SAS Proc means: how to capture default statistics in an output dataset like nmiss p1 p99 etc.?

The original question:

By default, Proc Means outputs N, MIN, MEAN, MAX, and STD to the output dataset . How to add NMISS, P1, P5, etc. to this list.


Additional Information 1:

I need statistics for all the numeric variables in my dataset. Therefore, I use _numeric_ in the var specification.

I do not want each statistic to be in a row and variables for columns.

  Obs _TYPE_ _FREQ_ _STAT_ var1 var2 var3 etc 1 0 84829 N 84826.00 2 0 84829 MIN 0.00 3 0 84829 MAX 5000.00 4 0 84829 MEAN 151.22 5 0 84829 STD 1989.47 6 0 84829 NMISS 3 7 0 84829 P1 2.00 8 0 84839 P99 4999.00 

How to do it?

Thanks!

+4
source share
2 answers

This article has an excellent discussion of the exact problem that you are describing, along with a macro to output a dataset that matches your description.

Best Tool - ODS Data Trap

Update: I found that there is a more recent document that "presents a revised version of a macro that supports additional features and fixes an amazing bug." This is an updated solution:

Solve the SAS® ODS Data Trap in PROC MEANS

The macro looks well designed and avoids many potential problems. The paths used to create the output dataset include calls to proc means (of course), proc sql , proc contents and proc datasets and extensive use of the macro language architecture, and describing them will probably not be instructive in this answer. I do not claim to fully understand this.

However, once you have compiled the macro, you can create the data set you need with one simple statement.
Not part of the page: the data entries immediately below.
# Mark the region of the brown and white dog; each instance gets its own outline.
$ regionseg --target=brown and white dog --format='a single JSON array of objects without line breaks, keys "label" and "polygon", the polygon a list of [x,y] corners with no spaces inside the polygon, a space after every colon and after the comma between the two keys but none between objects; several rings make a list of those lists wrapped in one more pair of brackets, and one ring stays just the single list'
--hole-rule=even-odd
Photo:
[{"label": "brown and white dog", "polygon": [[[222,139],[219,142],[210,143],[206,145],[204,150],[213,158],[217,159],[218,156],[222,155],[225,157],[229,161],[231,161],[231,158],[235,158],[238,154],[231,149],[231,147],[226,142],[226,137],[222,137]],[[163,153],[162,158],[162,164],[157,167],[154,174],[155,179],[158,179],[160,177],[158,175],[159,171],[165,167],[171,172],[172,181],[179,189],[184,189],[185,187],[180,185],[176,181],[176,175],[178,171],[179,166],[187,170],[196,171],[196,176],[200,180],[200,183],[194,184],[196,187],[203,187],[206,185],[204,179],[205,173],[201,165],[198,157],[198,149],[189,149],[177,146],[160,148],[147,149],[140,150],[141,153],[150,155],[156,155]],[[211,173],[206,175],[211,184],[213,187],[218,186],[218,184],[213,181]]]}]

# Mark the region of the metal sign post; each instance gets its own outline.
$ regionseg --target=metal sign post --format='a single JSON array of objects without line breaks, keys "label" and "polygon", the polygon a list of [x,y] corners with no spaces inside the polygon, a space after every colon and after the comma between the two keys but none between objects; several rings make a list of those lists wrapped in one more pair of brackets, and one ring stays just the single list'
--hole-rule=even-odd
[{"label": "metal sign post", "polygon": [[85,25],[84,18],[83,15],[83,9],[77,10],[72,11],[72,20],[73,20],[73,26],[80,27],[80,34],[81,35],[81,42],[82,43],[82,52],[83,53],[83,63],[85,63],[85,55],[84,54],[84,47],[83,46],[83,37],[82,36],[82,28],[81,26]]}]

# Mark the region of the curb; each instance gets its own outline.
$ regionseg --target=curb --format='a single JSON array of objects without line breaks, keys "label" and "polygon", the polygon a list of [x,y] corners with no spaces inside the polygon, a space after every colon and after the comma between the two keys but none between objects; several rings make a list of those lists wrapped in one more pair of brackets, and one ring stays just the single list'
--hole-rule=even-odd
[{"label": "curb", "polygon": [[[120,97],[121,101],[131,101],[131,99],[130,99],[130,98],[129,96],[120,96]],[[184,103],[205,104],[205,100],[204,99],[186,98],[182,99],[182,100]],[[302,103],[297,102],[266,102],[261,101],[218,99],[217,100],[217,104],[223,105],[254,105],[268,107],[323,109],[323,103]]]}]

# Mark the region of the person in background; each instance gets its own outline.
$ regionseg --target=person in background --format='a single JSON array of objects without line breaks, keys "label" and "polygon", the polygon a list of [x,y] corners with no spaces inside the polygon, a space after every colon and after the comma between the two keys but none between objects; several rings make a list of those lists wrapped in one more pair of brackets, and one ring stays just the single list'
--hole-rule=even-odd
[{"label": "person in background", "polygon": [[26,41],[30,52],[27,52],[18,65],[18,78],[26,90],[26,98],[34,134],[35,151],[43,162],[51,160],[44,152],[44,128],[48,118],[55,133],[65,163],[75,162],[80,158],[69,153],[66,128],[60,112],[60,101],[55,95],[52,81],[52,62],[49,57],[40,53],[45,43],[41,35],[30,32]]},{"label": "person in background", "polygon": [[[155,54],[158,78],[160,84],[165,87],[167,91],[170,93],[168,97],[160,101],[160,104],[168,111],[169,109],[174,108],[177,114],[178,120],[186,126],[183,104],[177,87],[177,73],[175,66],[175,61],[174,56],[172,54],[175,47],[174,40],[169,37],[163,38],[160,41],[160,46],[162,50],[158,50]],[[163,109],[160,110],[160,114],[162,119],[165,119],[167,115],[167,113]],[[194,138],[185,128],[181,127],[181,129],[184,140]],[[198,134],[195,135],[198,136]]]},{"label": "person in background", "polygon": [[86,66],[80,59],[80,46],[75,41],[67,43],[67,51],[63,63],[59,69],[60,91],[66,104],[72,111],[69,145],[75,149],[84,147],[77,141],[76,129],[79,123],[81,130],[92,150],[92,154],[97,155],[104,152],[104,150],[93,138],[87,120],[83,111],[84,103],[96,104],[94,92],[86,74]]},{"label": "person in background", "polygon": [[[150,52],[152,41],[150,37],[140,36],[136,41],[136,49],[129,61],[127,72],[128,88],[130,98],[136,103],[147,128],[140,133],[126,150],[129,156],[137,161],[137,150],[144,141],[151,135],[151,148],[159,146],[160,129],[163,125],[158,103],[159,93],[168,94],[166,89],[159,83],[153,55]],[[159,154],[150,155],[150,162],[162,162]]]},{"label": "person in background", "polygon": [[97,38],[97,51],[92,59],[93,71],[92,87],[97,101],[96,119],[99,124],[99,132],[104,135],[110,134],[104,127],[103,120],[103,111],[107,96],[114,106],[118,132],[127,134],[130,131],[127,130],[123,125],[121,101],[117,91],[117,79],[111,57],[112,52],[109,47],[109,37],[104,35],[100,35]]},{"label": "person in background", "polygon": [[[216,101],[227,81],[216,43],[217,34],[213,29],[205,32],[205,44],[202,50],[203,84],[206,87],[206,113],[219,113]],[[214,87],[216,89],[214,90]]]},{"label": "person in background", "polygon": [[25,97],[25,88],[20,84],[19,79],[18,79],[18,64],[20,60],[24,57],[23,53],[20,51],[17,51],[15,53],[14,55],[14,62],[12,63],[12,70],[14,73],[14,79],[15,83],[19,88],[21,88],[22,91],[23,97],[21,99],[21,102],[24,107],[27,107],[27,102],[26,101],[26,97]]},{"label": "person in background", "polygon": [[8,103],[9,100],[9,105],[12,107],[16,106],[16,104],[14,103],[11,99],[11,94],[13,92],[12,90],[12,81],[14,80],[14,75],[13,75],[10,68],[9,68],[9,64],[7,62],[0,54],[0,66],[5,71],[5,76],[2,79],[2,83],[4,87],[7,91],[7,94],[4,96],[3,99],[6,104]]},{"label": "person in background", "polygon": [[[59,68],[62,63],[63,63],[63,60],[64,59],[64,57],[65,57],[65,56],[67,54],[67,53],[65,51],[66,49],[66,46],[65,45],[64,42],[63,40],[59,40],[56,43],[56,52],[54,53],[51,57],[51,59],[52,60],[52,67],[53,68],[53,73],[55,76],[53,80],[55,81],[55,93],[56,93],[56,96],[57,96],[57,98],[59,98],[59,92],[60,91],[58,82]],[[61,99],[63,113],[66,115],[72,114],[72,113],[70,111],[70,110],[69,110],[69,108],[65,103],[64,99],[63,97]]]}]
 %better_means(data=MyDataSet) 

Now that I have found this convenient solution, I can start using it myself.

+3
source

Assuming that you use the output parameter in the proc tools (and not ODS OUTPUT), you can control what is included in this data set, for example:

 proc means data=sashelp.class; var age; class sex; output out=mymeans nmiss= P1= P5= /autoname; run; 

A complete list of statistics names is available in the PROC MEANS documentation under the "statistics keyword" section.

You can also achieve the same result (with a slightly different output format) with ODS OUTPUT.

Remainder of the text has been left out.